今回はAPRとあわせて、スプレッド分析も用いて、住宅ローン商品の比較をしてみましょう。スプレッド分析とは、社債と国債のスプレッド(利回り較差)を分析するなど、投資手法の一つとして利用されているものです。この手法を住宅ローンの金利の分析に利用すると、非常に興味深いデータが得られます。変動金利と固定金利のどちらを選択するか、という問題に対してこの分析が有用な情報を提供してくれますし、金利が上がっても下がっても、支払いに問題が起こらないような選択をすることができるのです。
まず変動金利と固定金利のヒストリカルデータをAPRにしたものをグラフ化してみます。

グラフ1

フラット35と変動金利のヒストリカルデータをAPRにしたものをグラフ化

フラット35については、次のような条件で計算しています。

フラット35Sで、最安金利を基準とし、最優遇金利を適用。基準金利に適用できる最優遇幅を適用しています。
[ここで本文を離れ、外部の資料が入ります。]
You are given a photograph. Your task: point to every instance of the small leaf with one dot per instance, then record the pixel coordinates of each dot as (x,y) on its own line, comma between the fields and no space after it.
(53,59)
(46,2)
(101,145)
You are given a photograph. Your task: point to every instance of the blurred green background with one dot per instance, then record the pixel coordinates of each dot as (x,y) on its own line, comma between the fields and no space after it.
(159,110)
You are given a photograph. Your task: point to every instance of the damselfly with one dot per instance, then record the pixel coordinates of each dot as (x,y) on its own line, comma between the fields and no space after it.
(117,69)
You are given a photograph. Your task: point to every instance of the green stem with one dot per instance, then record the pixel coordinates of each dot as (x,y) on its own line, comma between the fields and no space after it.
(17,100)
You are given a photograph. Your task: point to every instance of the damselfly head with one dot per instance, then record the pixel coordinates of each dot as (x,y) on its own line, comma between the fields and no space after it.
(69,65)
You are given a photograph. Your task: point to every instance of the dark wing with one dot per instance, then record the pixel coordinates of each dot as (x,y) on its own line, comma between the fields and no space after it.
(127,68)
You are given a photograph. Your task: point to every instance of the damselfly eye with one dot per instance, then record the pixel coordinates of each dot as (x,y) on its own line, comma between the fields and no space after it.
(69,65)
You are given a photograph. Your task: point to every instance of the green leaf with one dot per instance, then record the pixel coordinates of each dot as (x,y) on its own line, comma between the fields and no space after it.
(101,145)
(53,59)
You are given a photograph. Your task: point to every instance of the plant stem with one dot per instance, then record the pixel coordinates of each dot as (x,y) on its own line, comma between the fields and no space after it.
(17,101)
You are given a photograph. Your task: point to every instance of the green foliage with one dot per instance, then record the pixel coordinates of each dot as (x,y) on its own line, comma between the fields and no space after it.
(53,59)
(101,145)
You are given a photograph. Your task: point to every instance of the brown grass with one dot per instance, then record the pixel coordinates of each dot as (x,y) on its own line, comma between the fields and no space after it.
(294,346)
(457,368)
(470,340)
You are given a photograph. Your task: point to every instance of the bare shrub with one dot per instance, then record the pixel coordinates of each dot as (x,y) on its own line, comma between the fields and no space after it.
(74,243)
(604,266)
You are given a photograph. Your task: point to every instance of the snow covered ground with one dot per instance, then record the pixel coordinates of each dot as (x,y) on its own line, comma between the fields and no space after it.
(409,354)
融資手数料は融資額×2.16%、団体信用生命保険は普通団信。

変動金利については、某メガバンクのデータで、最優遇を適用した金利となっています。こちらも、基準金利の月に適用できる最優遇幅を適用しています。融資手数料は32,400円、保証料は融資額×2.06%です。

グラフ1は、フラット35の取扱いが始まった2004年1月から2015年8月までの月次データです。これを見ると、フラット35は金利が高く、変動金利は金利が低いということはすぐにわかりますが、それ以上の情報を読み解くのは簡単ではありません。
ここで長短スプレッドの分析を組み合わせてみましょう。
多くの方は、金利の絶対水準のみを比較して検討するだけですが、スプレッド分析のような相対比較を行うことで、変動金利と固定金利のどちらが割安であるかを比較することができます。

グラフ2をご覧ください。これは変動金利とフラット35の金利差をグラフにしたもので、水平の線はその平均を表しています。
変動金利と固定金利の金利差というのは、金利変動リスクの大きさを表していると考えられます。言い換えれば、その差は、金利変動リスクを回避するための保険料ともいえます。

グラフ2

変動金利とフラット35の金利差をグラフにしたもの

この金利変動リスク保険料は、変動金利とフラット35の差ではありますが、それぞれが全く別々に動いている訳ですから、安くなったり高くなったりします。
平均値は1.314%で、それよりも高ければ変動金利が割安、それよりも低ければ固定金利が割安であることがわかります。結果、2015年8月は、フラット35が相対的に割安であるといえます。